¡Abróchense los cinturones! Estamos descendiendo a una velocidad vertiginosa. Todavía no hemos tocado suelo, a pesar de que vamos en caída libre hacia el megadesastre monetario de la reconversión, fijado para el 4 de junio.

Ni siquiera hemos visto circular algunas piezas del actual cono monetario, que han brillado por su ausencia y cuando por arte de magia aparecieron, nadie los quiso recibir, ni darnos el vuelto, como  sucedió con el billete de 100.000 bolívares, que ahora se convertirá en 100 bolívares soberanos ¡devaluados soberanamente al nacer!

El desastre financiero comenzó en diciembre de 2016, mes de ingrata recordación, cuando Nicolás Maduro aprovechó los días de aquella Navidad para sacarnos los ojos y los billetes de los bolsillos, de los bancos y hasta debajo de los colchones, al  ordenar la salida de circulación de los billetes de 100 en todo el territorio nacional y nos dejó sumidos en la frustración y la desesperanza. 

Hubo muertos, saqueos y ruina general, pero el billete de 100 bolívares  fue sucesivamente prorrogado y siguió circulando. Ese es el mejor ejemplo de las improvisaciones  e irresponsabilidades  del gobierno en materia financiera y monetaria. Desde esa fecha en adelante hemos transitado un largo descenso y nos hemos quedado atrapados en el caos, en el que los billetes ni siquiera circulan y hay que hacer las operaciones a través de transferencias cuando  funcionan los puntos de venta.
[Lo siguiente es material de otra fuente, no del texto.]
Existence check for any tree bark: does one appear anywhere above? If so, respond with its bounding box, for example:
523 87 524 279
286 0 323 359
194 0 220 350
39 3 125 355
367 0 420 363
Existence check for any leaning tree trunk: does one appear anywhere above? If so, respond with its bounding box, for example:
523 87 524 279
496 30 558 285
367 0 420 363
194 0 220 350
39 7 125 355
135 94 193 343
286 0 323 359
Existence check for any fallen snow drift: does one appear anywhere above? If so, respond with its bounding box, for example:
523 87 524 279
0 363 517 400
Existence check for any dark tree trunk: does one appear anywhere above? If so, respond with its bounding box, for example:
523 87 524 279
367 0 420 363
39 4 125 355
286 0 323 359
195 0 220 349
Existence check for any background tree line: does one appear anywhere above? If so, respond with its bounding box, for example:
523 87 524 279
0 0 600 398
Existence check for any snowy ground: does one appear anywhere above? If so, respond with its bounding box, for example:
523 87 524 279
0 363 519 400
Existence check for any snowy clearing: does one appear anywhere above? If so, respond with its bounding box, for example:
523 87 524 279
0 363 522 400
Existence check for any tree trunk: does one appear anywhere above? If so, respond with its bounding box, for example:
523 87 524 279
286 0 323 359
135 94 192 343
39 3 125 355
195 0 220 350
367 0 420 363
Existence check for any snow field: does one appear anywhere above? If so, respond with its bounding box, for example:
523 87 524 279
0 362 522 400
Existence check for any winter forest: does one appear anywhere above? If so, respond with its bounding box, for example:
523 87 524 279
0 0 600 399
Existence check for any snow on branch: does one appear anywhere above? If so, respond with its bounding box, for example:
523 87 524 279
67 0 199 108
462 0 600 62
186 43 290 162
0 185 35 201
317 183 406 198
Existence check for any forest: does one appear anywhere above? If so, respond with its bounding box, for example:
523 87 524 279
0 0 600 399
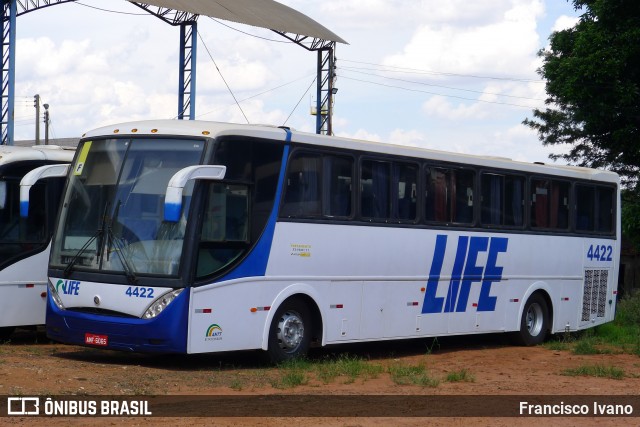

A medida que avanza la crisis una serie de miedos persigue al venezolano. Una crisis que es más  fácil sufrir que entender. La posible estatización de la banca después del 20 de mayo, que pretende repetir el férreo control cubano, es el temor más grande de los cuentacorrentistas y no solo de los 8 millones  del intervenido Banesco, sino del resto de la banca privada que no salen de un susto. La zozobra existe, el miedo a perder el trabajo, no poder afrontar las deudas, padecer la carestía de la vida y no encontrar caminos para sortear la hiperinflación se han convertido en torturas cotidianas.

La gente abriga temores concretos y angustiantes que condicionan sus estados de ánimo, millones de venezolanos que emigran  han dejado solos a sus hijos y a sus padres con la esperanza de poder enviarles unas remesas, de 10 dólares en adelante, que son pírricos paliativos a la situación desesperante que viven, para que no se mueran de inanición y tengan algo qué comer o para pagar sus medicamentos, si es que los consiguen en medio de un colapso de servicios básicos, como el de salud, donde la entrega de medicamentos de alto costo por parte del Estado se ha hecho inalcanzable. Sin embargo, el gobierno desesperado por obtener la divisa extranjera anuncia que pondrá sus garras en esas remesas, calculadas en 1.500 millones de dólares anuales, y que estas tendrán que ser cambiadas al irreal precio del dólar Dicom.

Tanto nadar para morir en la orilla. En vez de mantener a sus familiares, los venezolanos en el exterior terminarán entregando el fruto de todos sus esfuerzos y trabajos, en  muchos casos mal remunerados o esclavizantes, a un gobierno depredador que en su infinita maldad quiere verlos fundidos, tragarse su presente y el futuro de sus hijos.

Las remesas contribuyen a mejorar el insuficiente poder adquisitivo de gran parte de la población, pero el gobierno quiere apoderarse de ellas para obtener una importante fuente de ingresos y apoyar las finanzas públicas. Cuando se implemente esa medida se reducirán las remesas, sin duda, pero surgirán fórmulas para burlar las crueles limitaciones anunciadas por Sudeban. Exactamente  igual como sucede en Cuba.